Последний рейс отца был во Вьетнам…
Лёшка вздохнул.
Справа остался последний береговой огонь. Буксир прощально гуднул, отвалил в сторону и круто развернулся на обратный курс.
Палуба под ногами задрожала сильнее и чаще, вдоль бортов запенились и зашипели белые волны. Казалось, судно не плывёт, а едет по заснеженной дороге и, словно бульдозер с треугольным ножом, расчищает путь.
Главный двигатель набирал обороты, входил в полную мощь, а Лёшка внезапно ослабел, припал грудью к планширу, зашмыгал носом, замотал головой, чуть не заревел в голос. Так ему вдруг тошно, так одиноко и тоскливо на свете стало! Но он тотчас опомнился, пугливо оглянулся: нет ли кого?
На мостике не было ни души. Закутанные в брезент, стояли по бокам тумбы навигационных приборов.
Согнутая ладонь антенны локатора непрерывно вращалась, озирая туманное море.
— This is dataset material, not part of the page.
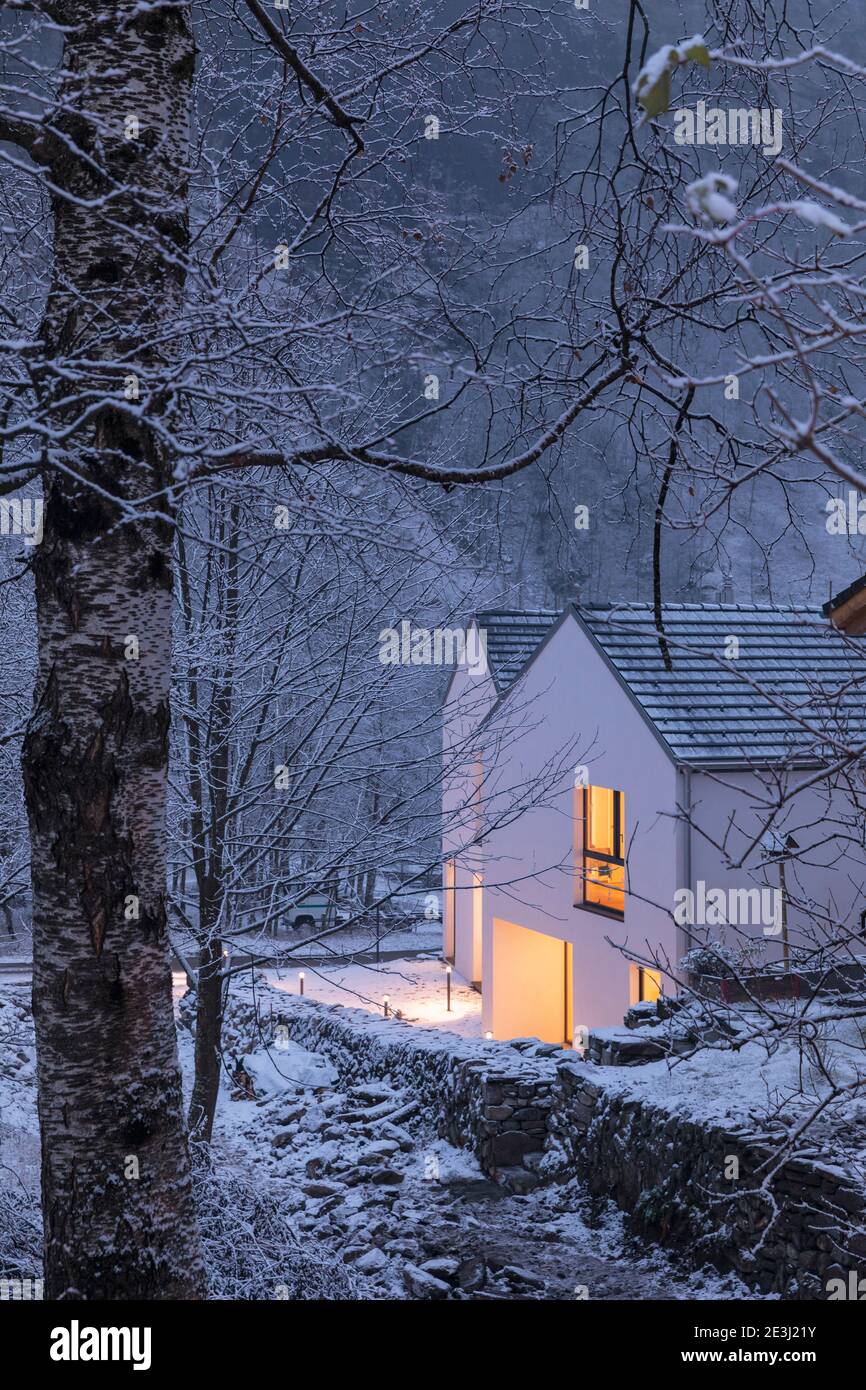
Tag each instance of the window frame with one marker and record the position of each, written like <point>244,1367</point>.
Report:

На верхушках двуногих мачт горели топовые огни.
Залезть бы туда, сложить ладони рупором и закричать, чтобы дома услышали: «Ма-ма!»
«Тебе так хорошо-о, — сказал Димка, прощаясь, — ты та-ак уезжаешь, а мы так не-ет».
Привычку взял такать и завидовать! Стоило Лёшке собраться куда-нибудь, Димка сразу хныкал: «Ты та-ак…» Сейчас, в эту минуту, Лёшка не злился, как обычно, на брата. Свершись чудо и окажись он тут, на мостике, Лёшка бы, наверное, поклялся никогда и никуда не уходить без него.
Из распахнутого светового люка машинного отделения сочилась блёклая желтизна. Остеклённые створки люка похожи на парниковые рамы, но снизу пахнет не огурцами, а перегретым машинным маслом. Так пахли отцовские рубашки, белые нейлоновые рубашки, которые мама перестирывала, хотя отец и уверял, что отмачивал их в специальном мыльном растворе сутками.